In a remarkable medical breakthrough, scientists from Harvard and Wake Forest report that they have discovered a new source of stems cells that have the ability to create muscle, bone, fat, blood vessel, nerve, and liver cells in the laboratory. These newly discovered stem cells, which they have named amniotic fluid-derived stem (AFS) cells, may represent an intermediate stage–“halfway houses”–between embryonic stem cells and adult stem cells. The research, which has been ongoing for the past seven years, was reported in yesterday’s Nature Biotechnology.
One of the primary advantages of the AFS cells is their ready availability. The cells can be harvested from backup amniotic fluid specimens obtained for amniocentesis or from “afterbirth,” the placenta and other membranes that are expelled after delivery. Anthony Atala, M.D., senior researcher and director of the Institute for Regenerative Medicine at Wake Forest University School of Medicine, says that a bank with 100,000 specimens theoretically could supply 99 percent of the U.S. population with perfect genetic matches for transplantation.
A number of factors make these cells preferable to embryonic stem cells (ESC), which have never been used for therapies. Their value could even potentially surpass adult stem cells, which are used in about seventy treatments and therapies. According to the report:
- The AFS cells can be grown in large quantities because they typically double every 36 hours.

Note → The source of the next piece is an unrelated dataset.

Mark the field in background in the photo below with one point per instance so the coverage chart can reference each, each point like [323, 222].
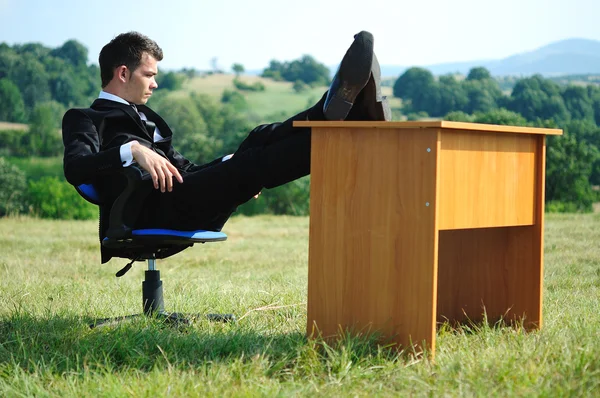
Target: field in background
[52, 284]
[278, 97]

- They do not require guidance from “feeder” cells.
- Unlike ESC, they do not produce tumors.
- The specialized cells generated from the AFS cells included all three classes of cells found in the developing embryo.

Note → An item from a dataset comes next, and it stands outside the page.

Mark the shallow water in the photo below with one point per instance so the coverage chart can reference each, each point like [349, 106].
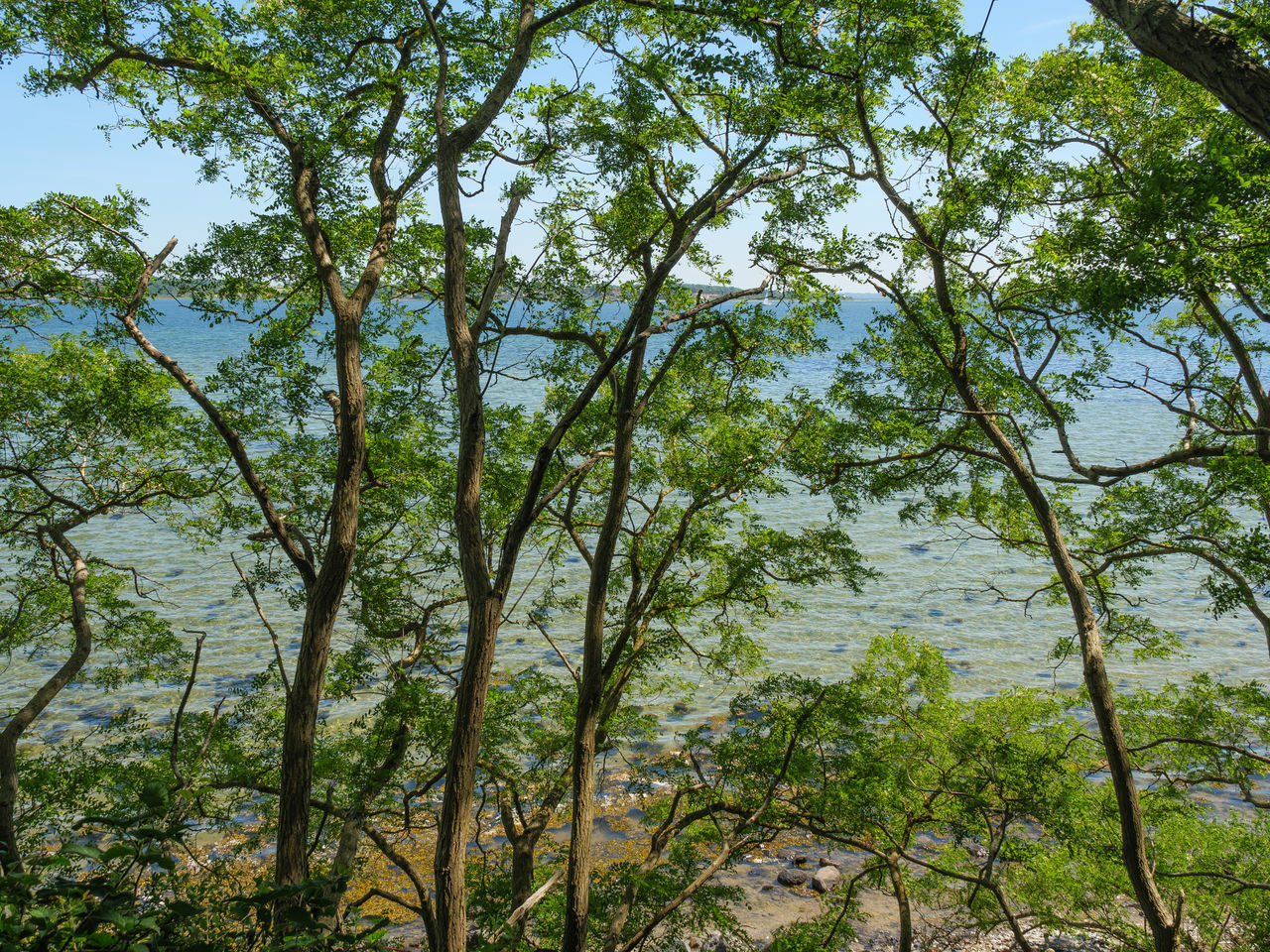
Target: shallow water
[933, 584]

Because of their high degree of flexibility and growth potential, the AFS cells resemble embryonic stem cells. “The full range of cells that AFS cells can give rise to remains to be determined,” said Atala. “So far, we’ve been successful with every cell type we’ve attempted to produce from these stem cells. The AFS cells can also produce mature cells that meet tests of function, which suggests their therapeutic value.”
As with all stem cell research, we must be careful not to overstate either the promise or potential for producing a broad range of therapeutic uses. Nevertheless, it is encouraging to see empirical evidence for research that has, unlike ESCR, actual potential for developing cures.
Compare embryonic stem cells with amniotic fluid-derived stem cells:
ESC: Requires destruction of a human embryo to obtain cells.
AFS: Obtaining cells is ethically unproblematic.
ESC: If genetic matches for transplantation could be obtained at all, it would come from the creation and destruction of cloned human embryos.
AFS: Genetic matches for transplantation can be obtained from discarded placentas.
ESC: Therapeutic uses impeded because they are tumorigenic.
AFS: Do not produce tumors.
Even if we ignore the ethics of cloning and embryo destruction, this last reason is enough to prefer AFS to ESC. As James Sherley, an associate professor of biological engineering at MIT, notes, “[F]iguring out how to use human embryonic stem cells directly by transplantation into patients is tantamount to solving the cancer problem.”
This week the Democrats in Congress will again push for federal funding of embryonic stem cell research. However, unless we first discover a cure for cancer and find a way to harvest the millions of human eggs that will be needed for cloning, such research will remain nothing more than unethical science fiction. The only people who should support such research are the biotech firms who, unable to entice private investors, must line their pockets with the blood money of taxpayers. The rest of us, however, should push for funding of research that is both ethical and likely to produce therapeutically useful results. Those of us who believe in the value of both science and morality should remain in the real “reality-based community” and let the House Democrats march off alone into their Brave New World.